Of course the proposals are not perfect. My hope has always been that the employers agree with us to take on a tiny bit more risk in order to make short term pension costs more affordable for all. But in advance of the independent inquiry they are not prepared to do that and - overall - I find it difficult to imagine the employers collectively being prepared to provide better guarantees for the protection of the guaranteed pension than those we have achieved. 

However this is not the same as saying that the proposal from UUK will magic all our problems away. It won't. The union will need to make sure the employers stick to their promises and we will need to make sure we are prepared to defend our pensions again if they are ever similarly threatened.

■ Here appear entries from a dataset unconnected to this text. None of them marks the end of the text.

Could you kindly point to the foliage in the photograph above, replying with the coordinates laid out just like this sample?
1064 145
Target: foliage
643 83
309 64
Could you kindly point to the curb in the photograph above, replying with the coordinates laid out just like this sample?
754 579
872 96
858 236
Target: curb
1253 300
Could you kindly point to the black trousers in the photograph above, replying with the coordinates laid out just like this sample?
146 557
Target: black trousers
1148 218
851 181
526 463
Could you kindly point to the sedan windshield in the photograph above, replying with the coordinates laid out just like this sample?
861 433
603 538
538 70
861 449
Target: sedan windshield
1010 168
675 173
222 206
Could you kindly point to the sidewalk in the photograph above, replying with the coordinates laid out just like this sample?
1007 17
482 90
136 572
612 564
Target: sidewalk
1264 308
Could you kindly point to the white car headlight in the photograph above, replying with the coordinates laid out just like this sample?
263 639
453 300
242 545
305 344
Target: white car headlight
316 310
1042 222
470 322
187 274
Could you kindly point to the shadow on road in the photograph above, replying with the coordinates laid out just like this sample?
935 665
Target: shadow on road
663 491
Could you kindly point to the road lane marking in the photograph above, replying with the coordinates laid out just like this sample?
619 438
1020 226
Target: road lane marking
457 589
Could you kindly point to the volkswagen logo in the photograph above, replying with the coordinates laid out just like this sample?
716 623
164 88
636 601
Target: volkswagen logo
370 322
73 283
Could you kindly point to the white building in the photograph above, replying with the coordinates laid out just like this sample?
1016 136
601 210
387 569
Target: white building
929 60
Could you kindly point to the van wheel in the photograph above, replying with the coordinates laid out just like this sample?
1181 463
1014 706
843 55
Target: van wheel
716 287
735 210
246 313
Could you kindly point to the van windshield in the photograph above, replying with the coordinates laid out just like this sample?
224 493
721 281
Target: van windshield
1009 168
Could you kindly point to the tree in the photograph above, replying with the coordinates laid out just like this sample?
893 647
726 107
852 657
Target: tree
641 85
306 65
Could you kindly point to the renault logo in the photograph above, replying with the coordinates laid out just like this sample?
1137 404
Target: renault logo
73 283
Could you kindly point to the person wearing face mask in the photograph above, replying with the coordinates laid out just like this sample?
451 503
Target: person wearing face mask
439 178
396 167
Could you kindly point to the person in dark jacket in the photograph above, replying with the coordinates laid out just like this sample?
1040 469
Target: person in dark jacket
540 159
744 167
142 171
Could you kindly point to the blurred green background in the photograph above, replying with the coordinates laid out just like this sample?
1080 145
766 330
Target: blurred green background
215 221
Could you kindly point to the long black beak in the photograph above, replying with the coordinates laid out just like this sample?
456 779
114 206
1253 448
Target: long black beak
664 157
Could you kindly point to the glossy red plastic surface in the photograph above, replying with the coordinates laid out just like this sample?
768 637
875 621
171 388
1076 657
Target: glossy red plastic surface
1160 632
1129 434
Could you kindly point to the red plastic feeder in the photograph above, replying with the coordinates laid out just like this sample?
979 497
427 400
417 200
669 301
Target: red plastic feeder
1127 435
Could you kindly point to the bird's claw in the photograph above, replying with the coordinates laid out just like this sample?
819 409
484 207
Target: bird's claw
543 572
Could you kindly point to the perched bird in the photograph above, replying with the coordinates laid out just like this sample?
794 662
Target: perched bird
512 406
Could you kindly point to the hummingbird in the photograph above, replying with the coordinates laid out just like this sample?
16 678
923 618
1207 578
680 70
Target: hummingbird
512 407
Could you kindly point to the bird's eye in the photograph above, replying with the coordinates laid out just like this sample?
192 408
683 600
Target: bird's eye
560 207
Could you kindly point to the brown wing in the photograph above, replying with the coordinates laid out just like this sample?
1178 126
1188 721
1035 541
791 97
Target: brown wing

I also believe the employers now face a significantly changed union since last November when we began our battle in earnest. We are several thousand stronger for one thing. We have delivered the most effective, united industrial action ever seen in higher education and we have rolled back timetables which have previously been cast in stone. We will need to use this new strength not just to guard our pensions but also to really tackle the curses of casualisation, work overload and inequality that pervade so much of higher education. That is a big challenge but we are in a much better place to take it on now thanks to your action.

Thank you for taking the trouble to read this long message. Whatever your views, please participate in the debate within the union so that your voice is heard.

As always, thank you for your support.